Again: for small values, use simple schoolbook multiplication (but using – unsigned – integers as "digits" or "bigits"). For much larger values, use Karatsuba (which is a recursive algorithm, breaking large BigIntegers down to several smaller ones and multiplying these -- a divide-and-conquer algorithm). For even larger BigIntegers, use Toom-Cook (also a divide-and-conquer). For very large BigIntegers, use Schönhage-Strassen (IIRC, an FFT-based algorithm). Note that Java already implements schoolbook (or "base case"), Karatsuba and Toom-Cook multiplications, for differently sized Bigintegers . It does not implement Schönhage-Strassen yet.

But even with all these optimizations, multiplications of very huge values tend to be slow, so don't expect miracles.


Note:

The Schönhage-Strassen algorithm you link to reverts to Karatsuba for smaller sub-products. Instead of Karatsuba, revert to the, since then (Christmas day 2012), much improved implementation in BigInteger and simply use BigInteger::multiply() directly, instead of Karatsuba. You may also have to change the thresholds used.

As far as my thinking abilities the Karatsuba Algorithm can be implemented in this manner:

This link provides with a C++ implementation of the same, this can be easily adopted for the Java like implementation easily as well.

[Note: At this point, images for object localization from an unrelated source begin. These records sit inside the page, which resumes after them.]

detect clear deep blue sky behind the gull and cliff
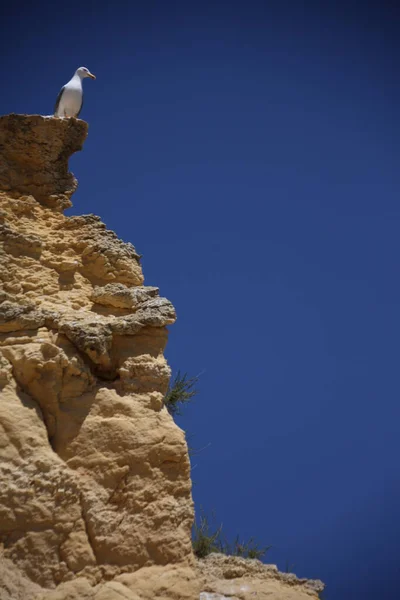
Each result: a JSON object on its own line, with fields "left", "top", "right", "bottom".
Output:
{"left": 0, "top": 0, "right": 400, "bottom": 600}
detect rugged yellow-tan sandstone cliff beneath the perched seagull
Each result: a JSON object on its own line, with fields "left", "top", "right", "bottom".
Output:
{"left": 0, "top": 115, "right": 317, "bottom": 600}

import java.math.BigInteger;
import java.util.Random;

class Karatsuba {
    private final static BigInteger ZERO = new BigInteger("0");

    public static BigInteger karatsuba(BigInteger x, BigInteger y) {

        // cutoff to brute force
        int N = Math.max(x.bitLength(), y.bitLength());
        if (N <= 2000) return x.multiply(y);                // optimize this parameter

        // number of bits divided by 2, rounded up
        N = (N / 2) + (N % 2);

        // x = a + 2^N b,   y = c + 2^N d
        BigInteger b = x.shiftRight(N);
        BigInteger a = x.subtract(b.shiftLeft(N));
        BigInteger d = y.shiftRight(N);
        BigInteger c = y.subtract(d.shiftLeft(N));

        // compute sub-expressions
        BigInteger ac    = karatsuba(a, c);
        BigInteger bd    = karatsuba(b, d);
        BigInteger abcd  = karatsuba(a.add(b), c.add(d));

        return ac.add(abcd.subtract(ac).subtract(bd).shiftLeft(N)).add(bd.shiftLeft(2*N));
    }


    public static void main(String[] args) {
        long start, stop, elapsed;
        Random random = new Random();
        int N = Integer.parseInt(args[0]);
        BigInteger a = new BigInteger(N, random);
        BigInteger b = new BigInteger(N, random);

        start = System.currentTimeMillis(); 
        BigInteger c = karatsuba(a, b);
        stop = System.currentTimeMillis();
        StdOut.println(stop - start);

        start = System.currentTimeMillis(); 
        BigInteger d = a.multiply(b);
        stop = System.currentTimeMillis();
        StdOut.println(stop - start);

        StdOut.println((c.equals(d)));
    }
}

Hope this answers your question well.